The Human Knockout Project: a new twist on the human genome.
The Human Genome Project (HGP) is an international scientific research project with the goal of determining the sequence of chemical base pairs which make up human DNA. The project was a massive undertaking, which spanned more than a decade and cost $3 billion dollars. It was an international effort, with more than 1,000 scientists forming collaborations and partnerships that might otherwise never have occurred. When the human genome sequence was completed in 2000, there were all kinds of lofty predictions about finding new innovative and effective treatments for many diseases.
However, fourteen years later, cancer, diabetes, cardiovascular disease, and Alzheimer’s are still very much a part of our lives. The importance of the Human Genome Project cannot be overstated, but the hopes for quick cures founded on it were false.
Let’s take a look at the impact of the Human Genome Project.
The traditional approach
Classically, doctors began with a disease and then examined a patient’s genome for mutations that cause their symptoms. This method helped scientists identify the CFTR gene which is mutated in cystic fibrosis patients in 1989. Despite this success, the approach doesn’t always work. A large scale study looking at 100 genetic predictors of heart disease followed 19,000 women for 12 years.

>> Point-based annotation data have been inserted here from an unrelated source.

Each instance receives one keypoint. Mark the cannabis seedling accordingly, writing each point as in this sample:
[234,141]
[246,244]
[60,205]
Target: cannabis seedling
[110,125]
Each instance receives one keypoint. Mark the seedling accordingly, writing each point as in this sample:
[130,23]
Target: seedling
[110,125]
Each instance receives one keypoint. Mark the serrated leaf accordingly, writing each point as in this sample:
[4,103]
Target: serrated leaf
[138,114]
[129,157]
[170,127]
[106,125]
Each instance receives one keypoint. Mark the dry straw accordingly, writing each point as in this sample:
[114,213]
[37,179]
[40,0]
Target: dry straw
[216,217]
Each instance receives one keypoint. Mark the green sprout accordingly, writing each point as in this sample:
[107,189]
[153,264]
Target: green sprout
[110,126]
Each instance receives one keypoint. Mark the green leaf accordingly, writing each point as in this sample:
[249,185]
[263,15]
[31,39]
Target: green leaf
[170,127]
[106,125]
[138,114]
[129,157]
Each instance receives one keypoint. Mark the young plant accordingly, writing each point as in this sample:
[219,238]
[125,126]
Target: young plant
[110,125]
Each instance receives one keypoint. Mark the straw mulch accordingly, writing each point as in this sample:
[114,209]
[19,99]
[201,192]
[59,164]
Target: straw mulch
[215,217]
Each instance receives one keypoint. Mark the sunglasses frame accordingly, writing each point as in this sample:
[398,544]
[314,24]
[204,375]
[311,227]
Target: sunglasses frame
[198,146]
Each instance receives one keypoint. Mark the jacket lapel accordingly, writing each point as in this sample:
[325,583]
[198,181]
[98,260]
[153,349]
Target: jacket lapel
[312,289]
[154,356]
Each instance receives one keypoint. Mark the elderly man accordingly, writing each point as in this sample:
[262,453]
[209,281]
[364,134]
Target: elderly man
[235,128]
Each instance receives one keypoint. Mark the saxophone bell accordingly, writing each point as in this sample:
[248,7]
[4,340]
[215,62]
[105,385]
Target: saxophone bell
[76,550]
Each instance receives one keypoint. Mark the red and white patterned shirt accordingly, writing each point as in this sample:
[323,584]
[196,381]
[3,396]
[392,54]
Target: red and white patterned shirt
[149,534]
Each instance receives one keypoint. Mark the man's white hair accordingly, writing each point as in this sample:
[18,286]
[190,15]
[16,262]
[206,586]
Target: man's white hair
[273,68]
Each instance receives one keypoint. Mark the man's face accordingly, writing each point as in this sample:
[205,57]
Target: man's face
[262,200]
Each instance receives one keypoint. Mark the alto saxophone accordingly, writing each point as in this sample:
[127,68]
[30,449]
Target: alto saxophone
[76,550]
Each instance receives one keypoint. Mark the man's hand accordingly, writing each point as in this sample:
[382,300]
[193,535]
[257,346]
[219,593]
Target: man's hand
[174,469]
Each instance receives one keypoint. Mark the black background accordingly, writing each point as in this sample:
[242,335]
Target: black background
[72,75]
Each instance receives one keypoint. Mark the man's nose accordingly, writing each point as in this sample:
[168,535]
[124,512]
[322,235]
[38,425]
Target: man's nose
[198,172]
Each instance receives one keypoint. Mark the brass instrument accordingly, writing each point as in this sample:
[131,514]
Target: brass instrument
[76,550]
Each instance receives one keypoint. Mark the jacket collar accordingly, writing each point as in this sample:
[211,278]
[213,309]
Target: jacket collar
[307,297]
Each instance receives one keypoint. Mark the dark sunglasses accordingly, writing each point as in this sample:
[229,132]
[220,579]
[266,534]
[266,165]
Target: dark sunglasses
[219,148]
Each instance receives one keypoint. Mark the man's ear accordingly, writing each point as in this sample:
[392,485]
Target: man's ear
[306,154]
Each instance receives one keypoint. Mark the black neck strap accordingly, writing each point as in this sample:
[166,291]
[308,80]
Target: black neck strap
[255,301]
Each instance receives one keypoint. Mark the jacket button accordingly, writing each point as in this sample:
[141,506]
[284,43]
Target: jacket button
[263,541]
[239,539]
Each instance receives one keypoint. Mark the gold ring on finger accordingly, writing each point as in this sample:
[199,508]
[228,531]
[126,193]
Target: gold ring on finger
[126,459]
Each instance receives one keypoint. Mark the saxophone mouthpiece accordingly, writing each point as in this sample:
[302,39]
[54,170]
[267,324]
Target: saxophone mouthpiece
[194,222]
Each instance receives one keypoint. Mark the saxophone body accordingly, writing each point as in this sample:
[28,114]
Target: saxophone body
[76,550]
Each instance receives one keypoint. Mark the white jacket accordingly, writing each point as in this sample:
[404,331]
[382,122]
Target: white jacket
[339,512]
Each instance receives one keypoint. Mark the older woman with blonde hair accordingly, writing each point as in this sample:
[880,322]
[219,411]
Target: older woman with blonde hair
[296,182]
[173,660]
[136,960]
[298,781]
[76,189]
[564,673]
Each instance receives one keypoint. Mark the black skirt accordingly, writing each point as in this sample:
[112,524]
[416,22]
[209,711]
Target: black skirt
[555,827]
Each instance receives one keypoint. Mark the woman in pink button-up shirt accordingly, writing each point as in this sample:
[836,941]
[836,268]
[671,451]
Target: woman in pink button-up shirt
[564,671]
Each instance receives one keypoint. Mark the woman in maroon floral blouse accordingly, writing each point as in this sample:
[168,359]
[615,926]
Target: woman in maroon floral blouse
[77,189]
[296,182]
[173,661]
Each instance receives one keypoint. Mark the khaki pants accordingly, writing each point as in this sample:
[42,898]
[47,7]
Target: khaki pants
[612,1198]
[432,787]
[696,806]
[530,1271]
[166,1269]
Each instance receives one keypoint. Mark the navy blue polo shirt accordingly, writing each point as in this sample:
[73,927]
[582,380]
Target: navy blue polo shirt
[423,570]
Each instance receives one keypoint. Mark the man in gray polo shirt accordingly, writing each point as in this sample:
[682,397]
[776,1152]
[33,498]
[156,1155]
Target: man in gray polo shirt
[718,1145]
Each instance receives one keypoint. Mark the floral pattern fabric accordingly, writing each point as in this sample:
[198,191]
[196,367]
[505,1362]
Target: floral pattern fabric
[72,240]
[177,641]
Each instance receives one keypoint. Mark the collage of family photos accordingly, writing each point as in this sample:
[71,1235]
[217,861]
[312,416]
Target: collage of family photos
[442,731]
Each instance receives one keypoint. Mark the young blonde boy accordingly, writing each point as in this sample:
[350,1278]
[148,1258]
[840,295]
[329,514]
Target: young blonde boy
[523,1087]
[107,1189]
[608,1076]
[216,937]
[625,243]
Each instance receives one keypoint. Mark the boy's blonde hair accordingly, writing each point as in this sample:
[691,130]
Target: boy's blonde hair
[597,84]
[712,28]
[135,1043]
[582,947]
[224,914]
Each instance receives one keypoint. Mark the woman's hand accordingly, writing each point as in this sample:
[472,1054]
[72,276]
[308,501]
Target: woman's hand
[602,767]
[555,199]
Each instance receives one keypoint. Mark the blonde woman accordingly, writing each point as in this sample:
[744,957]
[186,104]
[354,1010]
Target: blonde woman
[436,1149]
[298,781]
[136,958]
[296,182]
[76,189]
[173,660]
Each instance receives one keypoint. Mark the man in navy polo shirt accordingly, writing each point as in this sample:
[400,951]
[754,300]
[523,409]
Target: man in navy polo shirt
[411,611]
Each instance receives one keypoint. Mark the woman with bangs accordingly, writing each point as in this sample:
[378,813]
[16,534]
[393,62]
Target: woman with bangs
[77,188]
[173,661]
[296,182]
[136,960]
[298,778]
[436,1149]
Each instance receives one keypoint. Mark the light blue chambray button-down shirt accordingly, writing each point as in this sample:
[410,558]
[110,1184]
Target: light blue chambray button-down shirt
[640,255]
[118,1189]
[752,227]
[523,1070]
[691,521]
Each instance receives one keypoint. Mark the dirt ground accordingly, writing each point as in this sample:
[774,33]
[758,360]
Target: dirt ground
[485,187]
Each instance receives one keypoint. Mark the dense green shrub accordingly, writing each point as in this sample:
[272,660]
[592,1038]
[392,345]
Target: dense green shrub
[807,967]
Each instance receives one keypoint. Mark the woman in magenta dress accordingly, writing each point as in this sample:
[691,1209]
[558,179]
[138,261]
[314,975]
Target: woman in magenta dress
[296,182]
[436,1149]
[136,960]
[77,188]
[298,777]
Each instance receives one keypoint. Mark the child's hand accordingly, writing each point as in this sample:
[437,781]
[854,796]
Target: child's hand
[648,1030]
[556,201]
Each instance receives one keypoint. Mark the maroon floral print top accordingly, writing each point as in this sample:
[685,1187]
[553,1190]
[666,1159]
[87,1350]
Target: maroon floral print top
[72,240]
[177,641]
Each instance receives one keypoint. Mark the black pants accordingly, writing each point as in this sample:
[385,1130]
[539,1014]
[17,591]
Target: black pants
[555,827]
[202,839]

At the end of the study, doctors concluded that family history is a better predictor of heart disease than DNA.
Hunting for missing genes: a new approach
A recent article in Science focuses on a new approach to using genomic data. Daniel MacArthur, a researcher at Harvard, is looking for healthy people who are missing certain genes without harmful effects. MacArthur’s previous work shows that most people have about 100 non-functional genes, and for about 20 of these both copies are missing, which creates a knock-out. Healthy knockouts can show scientists which genes may not be necessary, and in some cases, lacking these genes can actually improve health.
The knock out genes
The most famous of these knock out genes is PCSK9. PCSK9 codes for an enzyme which regulates bad cholesterol, known as low-density lipoprotein (LDL). Mutations in this gene lower LDL levels, which in turn lowers risk of heart disease. Pharmaceutical companies were quick to recognize the potential of this discovery, and developed drugs which target the PCSK9 enzyme. Clinical trials indicate that they are extremely effective at lowering cholesterol. There is another gene, SLC30A8, in which a polymorphism lowers the risk of developing type 2 diabetes by 65%. The zinc transporter encoded by this gene moves zinc into beta cells, where it affects the crystallization of insulin. The protective effect of this mutation has not been determined yet, but provides attractive candidates for drug development.
The Human Knockout project: pros and cons
The enormous project proposed by MacArthur and his colleagues has several drawbacks. First, the effect of missing genes may not be observed until someone is exposed to a chemical or pathogen. This makes it difficult to tie cause and effect together. Second, large amounts of genomic data will not be useful without extensive clinical data to link genes and phenotypes. This requires large databases and lots of time.
Despite the obstacles, the potential benefits of the human knockout project could change the course of medicine. Eventually.